Skin cancer is one of the most common types of cancer in the United States, with melanoma being the most dangerous type. Cutaneous melanoma is responsible for more than 75% of skin cancer deaths. Melanomas are malignant tumors of melanocytes, cells found in the basal layer of the skin, the bowel, and the uveal tract of the eye. The main causes of melanoma are sun exposure and UV radiation. Current treatments for primary melanomas are curative. However, there are no effective treatments for metastatic disease and once melanomas metastasize, they are usually fatal. Because of the immune system’s ability to systemically respond to aberrant cells and microorganisms, immunotherapy is a promising approach for the treatment of disseminated, metastatic cancer. We are investigating the use of cell-based vaccines for activating tumor-reactive helper (CD4+) and cytotoxic (CD8+) T cells. CD4+ and CD8+ T lymphocytes are activated by two signals: an antigen-specific signal delivered by Major Histocompatibility Complex (MHC) molecules containing the antigenic peptide, and a costimulatory signal delivered by a costimulatory molecule such as CD80. CD4+ T cells respond to peptide-MHC class II complexes, while CD8+ T cells respond to peptide-MHC class I complexes. Activated CD4+ T cells release cytokines, such as IFNγ, that “help” activate CD8+ T cells, while activated CD8+ T cells can kill tumor cells. Previously we have developed a vaccine for uveal melanoma that activates uveal melanoma-specific CD4+ and CD8+ T cells.
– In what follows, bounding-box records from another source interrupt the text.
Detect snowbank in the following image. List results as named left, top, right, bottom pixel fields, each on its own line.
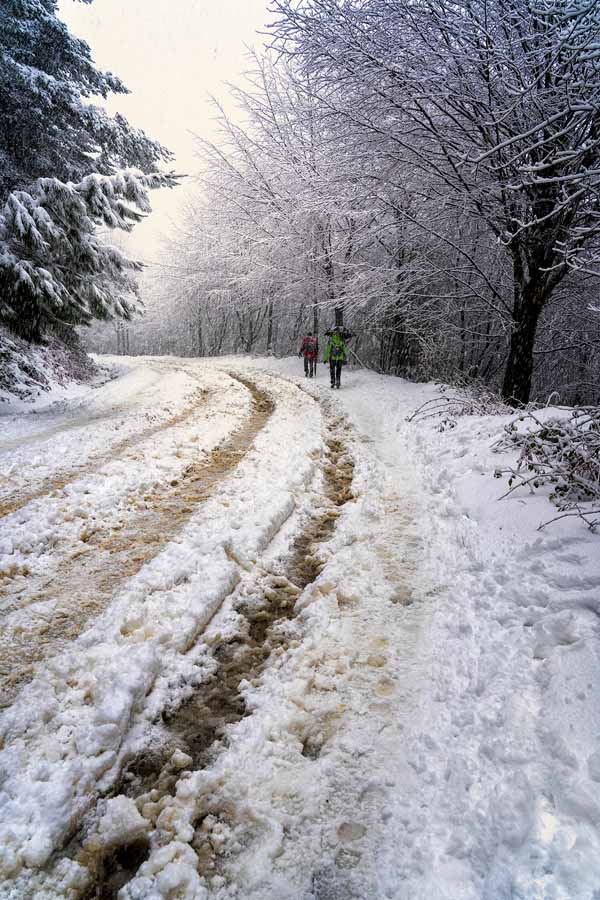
left=0, top=325, right=102, bottom=416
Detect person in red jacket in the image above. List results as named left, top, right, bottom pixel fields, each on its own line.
left=298, top=331, right=319, bottom=378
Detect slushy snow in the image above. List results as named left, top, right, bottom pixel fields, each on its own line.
left=0, top=358, right=600, bottom=900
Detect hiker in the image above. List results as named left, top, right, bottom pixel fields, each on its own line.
left=298, top=331, right=319, bottom=378
left=323, top=325, right=352, bottom=390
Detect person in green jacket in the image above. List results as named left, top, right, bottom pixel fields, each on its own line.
left=323, top=325, right=352, bottom=389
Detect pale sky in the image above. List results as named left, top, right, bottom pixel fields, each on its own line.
left=59, top=0, right=270, bottom=259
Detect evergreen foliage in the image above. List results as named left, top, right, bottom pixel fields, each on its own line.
left=0, top=0, right=175, bottom=339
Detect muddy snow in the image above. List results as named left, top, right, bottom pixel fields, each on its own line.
left=0, top=358, right=600, bottom=900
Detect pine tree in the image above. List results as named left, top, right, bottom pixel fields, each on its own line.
left=0, top=0, right=175, bottom=339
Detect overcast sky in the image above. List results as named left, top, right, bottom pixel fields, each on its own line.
left=59, top=0, right=269, bottom=258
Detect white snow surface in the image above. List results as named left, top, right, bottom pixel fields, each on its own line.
left=0, top=358, right=600, bottom=900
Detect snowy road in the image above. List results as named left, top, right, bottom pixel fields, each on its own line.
left=0, top=359, right=600, bottom=900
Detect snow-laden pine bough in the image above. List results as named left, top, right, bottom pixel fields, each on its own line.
left=493, top=406, right=600, bottom=531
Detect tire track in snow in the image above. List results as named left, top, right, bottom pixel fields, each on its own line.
left=0, top=376, right=209, bottom=519
left=54, top=406, right=354, bottom=900
left=0, top=375, right=274, bottom=707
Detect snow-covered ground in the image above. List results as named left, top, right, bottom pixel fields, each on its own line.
left=0, top=358, right=600, bottom=900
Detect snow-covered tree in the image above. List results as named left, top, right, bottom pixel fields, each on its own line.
left=0, top=0, right=175, bottom=338
left=274, top=0, right=600, bottom=402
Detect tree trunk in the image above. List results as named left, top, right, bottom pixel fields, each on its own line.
left=502, top=283, right=546, bottom=406
left=267, top=300, right=273, bottom=356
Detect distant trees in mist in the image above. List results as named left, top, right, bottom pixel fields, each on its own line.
left=98, top=0, right=600, bottom=403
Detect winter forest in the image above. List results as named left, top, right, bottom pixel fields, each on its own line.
left=0, top=0, right=600, bottom=900
left=81, top=0, right=600, bottom=403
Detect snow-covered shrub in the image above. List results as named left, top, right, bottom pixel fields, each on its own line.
left=407, top=382, right=512, bottom=431
left=494, top=406, right=600, bottom=531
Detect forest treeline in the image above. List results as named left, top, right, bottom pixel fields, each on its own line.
left=0, top=0, right=176, bottom=341
left=146, top=0, right=600, bottom=404
left=0, top=0, right=600, bottom=404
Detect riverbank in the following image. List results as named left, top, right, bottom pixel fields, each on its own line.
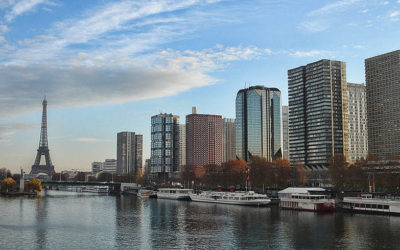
left=0, top=192, right=38, bottom=196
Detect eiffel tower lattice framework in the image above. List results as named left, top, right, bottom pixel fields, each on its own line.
left=30, top=96, right=55, bottom=177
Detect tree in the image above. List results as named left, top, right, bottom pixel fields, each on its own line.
left=329, top=154, right=348, bottom=189
left=1, top=177, right=17, bottom=192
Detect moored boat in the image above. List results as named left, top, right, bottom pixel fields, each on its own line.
left=341, top=194, right=400, bottom=215
left=190, top=191, right=271, bottom=206
left=278, top=187, right=335, bottom=212
left=82, top=186, right=109, bottom=194
left=157, top=188, right=193, bottom=200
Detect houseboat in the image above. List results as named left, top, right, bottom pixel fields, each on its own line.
left=341, top=194, right=400, bottom=215
left=278, top=187, right=335, bottom=212
left=190, top=191, right=271, bottom=206
left=157, top=188, right=193, bottom=200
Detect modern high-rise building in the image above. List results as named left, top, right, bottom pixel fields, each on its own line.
left=236, top=86, right=282, bottom=161
left=186, top=108, right=223, bottom=167
left=347, top=83, right=368, bottom=162
left=150, top=114, right=180, bottom=179
left=222, top=118, right=236, bottom=162
left=103, top=159, right=117, bottom=174
left=288, top=59, right=348, bottom=166
left=179, top=124, right=186, bottom=171
left=92, top=161, right=103, bottom=175
left=282, top=106, right=290, bottom=159
left=117, top=132, right=143, bottom=175
left=365, top=50, right=400, bottom=158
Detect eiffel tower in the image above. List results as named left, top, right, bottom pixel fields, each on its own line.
left=30, top=96, right=55, bottom=177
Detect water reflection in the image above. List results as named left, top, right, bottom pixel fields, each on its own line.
left=35, top=198, right=47, bottom=249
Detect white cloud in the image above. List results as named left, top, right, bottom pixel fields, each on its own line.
left=297, top=21, right=329, bottom=33
left=5, top=0, right=52, bottom=22
left=0, top=46, right=271, bottom=117
left=290, top=50, right=329, bottom=57
left=308, top=0, right=360, bottom=16
left=74, top=137, right=111, bottom=143
left=0, top=24, right=10, bottom=34
left=389, top=11, right=400, bottom=17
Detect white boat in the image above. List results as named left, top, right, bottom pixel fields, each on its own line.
left=190, top=191, right=271, bottom=206
left=278, top=187, right=335, bottom=212
left=82, top=186, right=109, bottom=194
left=157, top=188, right=193, bottom=200
left=137, top=189, right=155, bottom=198
left=341, top=194, right=400, bottom=215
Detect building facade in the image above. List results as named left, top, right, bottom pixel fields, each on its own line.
left=103, top=159, right=117, bottom=174
left=92, top=161, right=103, bottom=175
left=186, top=108, right=223, bottom=167
left=282, top=106, right=290, bottom=160
left=150, top=114, right=180, bottom=179
left=236, top=86, right=283, bottom=161
left=347, top=83, right=368, bottom=162
left=365, top=50, right=400, bottom=158
left=222, top=118, right=236, bottom=162
left=288, top=60, right=348, bottom=166
left=179, top=124, right=186, bottom=171
left=117, top=132, right=143, bottom=175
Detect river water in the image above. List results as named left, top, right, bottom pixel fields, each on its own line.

The vaccine consists of uveal melanoma cells that constitutively express MHC I molecules and are transduced with genes encoding MHC II and costimulatory molecules. Since uveal and cutaneous melanoma both originate from melanocytes, they may share common tumor antigens. We therefore hypothesize that uveal melanoma vaccines may activate tumor-specific T cells that cross-react with cutaneous melanoma cells. To test this hypothesis, peripheral blood mononuclear cells (PBMC) from healthy donors will be activated using uveal melanoma vaccines, and tested for cytolytic activity against cutaneous melanoma cells. If proven cross-reactive, the use of these vaccines in vivo may prove to be an effective treatment for cutaneous melanoma.